Her voice was full of tenderness and appeal. Ned, despite some emotion consequent on the mention of his rival, felt as remorseful as if he had wantonly crushed a rose in which lay a sleeping Cupid. He knew he had not asked the girl to dance with him, for only the reason that a morbid sensitiveness impelled him to self-martyrdom—drove his pride and his jealousy to battle; the one ready to resent that an obvious preference was not shown by her for him out of all the world, ready always to fold a wing of pretended indifference over the bleeding wound in his breast; the other ready, on the least provocation, to make a shameless confession of the corroding secrets of its inmost soul. Certainly Providence may be assumed to have its own reason for constituting a disease to be its highest ethical expression. Truth and Love! How have these inoculated one another with the virus drawn from ages of misfaith, till each seems to have become an inextricable constituent of the common plague of jealousy!

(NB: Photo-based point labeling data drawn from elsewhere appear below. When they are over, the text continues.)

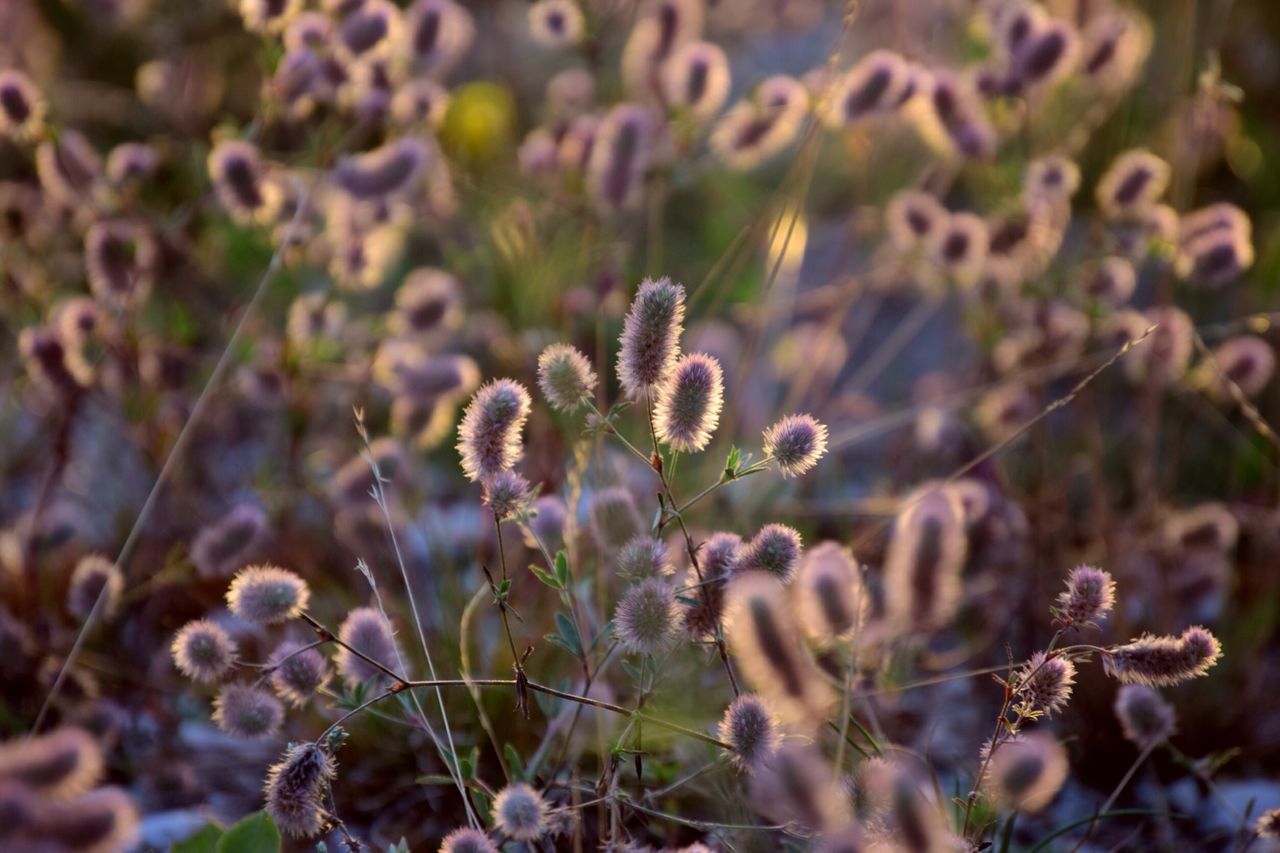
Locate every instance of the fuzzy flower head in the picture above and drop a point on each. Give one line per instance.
(489, 434)
(689, 404)
(795, 443)
(507, 495)
(295, 787)
(266, 594)
(247, 711)
(565, 377)
(297, 673)
(1162, 661)
(775, 548)
(467, 840)
(202, 651)
(1027, 772)
(520, 812)
(647, 617)
(644, 557)
(650, 336)
(1089, 596)
(750, 730)
(1144, 717)
(366, 632)
(1045, 684)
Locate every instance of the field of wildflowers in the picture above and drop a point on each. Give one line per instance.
(639, 425)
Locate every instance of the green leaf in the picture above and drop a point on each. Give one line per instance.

“And am I also the piece of meat to you,” says Mistress Pam, “that you will have nussing to speak with me?”
“I will not drop you for the shadow, at least,” cries the other fervently—“no, not as long as I have a tooth in my head!”
So love glorifies bathos. The two stood up together for the next set. Thenceforth Ned moved on air, breathed all the evening the intoxicating oxygen of idolatry. The girl alternately flattered and flouted, wounded and caressed him. He must draw what consolation he could from the fact that Mr Sheridan at least left him a fair field. Now and then he would chance upon view of this gentleman, and always it seemed to him that, as the evening progressed, the convivial face waxed steadily more rubicund, the fine eyes more unspeculative.
Once the party came together over the refreshment trays—the sweetmeats and negus that preceded the final break-up.
“Do not eat so much cake, child,” says madame la gouvernante to Pamela. “It will lie heavy on your chest.”
“Happy cake!” murmurs Sheridan, so that the ladies might not hear him.